There is finally a surveillance video of the jet crashing. Actually, it seems more to be someone filming it but it can’t be any sort of cell phone that was produced in the last 15 years … More like a guy with an old VHS camera. The voice on it sounds Indian (dot). What is up with Canada??

The TDS media attempting to link an aircraft overturning on a Canadian runway to the reform efforts of the Trump administration is Cray Cray.

    rhhardin in reply to CommoChief. | February 18, 2025 at 6:19 am

    Whatever happened to Cray? I had a Cray XMP24 to myself for a few years, back when coding was fun, for me anyway. Probaby, like IBM, failed to see the oncoming overwhelming advance of the PC.

      ThePrimordialOrderedPair in reply to rhhardin. | February 18, 2025 at 6:38 am

      I seem to remember Cray starting to disappear in mentions after the advent of Thinking Machines and their development of the first(?) massively parallel supercomputer. I might be mistaken but I think Cray was caught on the wrong side of that design path … I’m probably mistaken on that but that was the impression I had years ago.

      Of course, when Seymour Cray died that couldn’t have helped anything.

ThePrimordialOrderedPair | February 18, 2025 at 8:03 am

Here is clean, decent video of the crash.

Worst pilot ever?

    No. I would need to see all of the relevant data on wind and the aircraft speed and descent rate to speak better on it. But if the wind dropped precipitously it would explain what appears to be a hard landing.

    I am a bit surprised that Delta would simply fly into a bad wind situation. (They are the reason for all the doppler radars around airports, reporting microbursts and such, after the crash short of the runway at DFW 20+ years ago.)

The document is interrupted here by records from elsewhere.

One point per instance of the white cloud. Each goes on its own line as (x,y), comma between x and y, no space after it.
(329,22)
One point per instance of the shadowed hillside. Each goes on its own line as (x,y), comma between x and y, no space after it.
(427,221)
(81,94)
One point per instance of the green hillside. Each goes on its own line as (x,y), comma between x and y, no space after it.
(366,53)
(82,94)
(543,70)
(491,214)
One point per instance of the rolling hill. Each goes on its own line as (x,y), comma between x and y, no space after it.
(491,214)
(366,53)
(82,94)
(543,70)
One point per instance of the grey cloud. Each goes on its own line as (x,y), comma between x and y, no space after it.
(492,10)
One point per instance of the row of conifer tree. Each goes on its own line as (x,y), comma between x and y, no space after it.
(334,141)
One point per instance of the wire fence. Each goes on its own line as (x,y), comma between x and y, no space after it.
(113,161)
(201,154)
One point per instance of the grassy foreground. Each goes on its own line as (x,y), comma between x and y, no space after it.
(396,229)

First, seriously: As a student pilot who never soloed, there is no way I’d ever be out in that kind of insane weather with crosswinds….again. (Yes, I was young and stupid back then)

Second, with humor: How do we know this aircraft didn’t identify as an Australian airplane?

    ThePrimordialOrderedPair in reply to georgfelis. | February 18, 2025 at 8:57 am

    I flew out of Denver in a small plane (about 40 passengers) in conditions much worse than that. And it was a routine flight, from what I understood. That was back in the 80s. A blizzard. But they didn’t bat an eye out there.

While the media was so quick to blame Trump, let’s hope they continued to get punked and made to look stupid by the Som Tin Wong intern.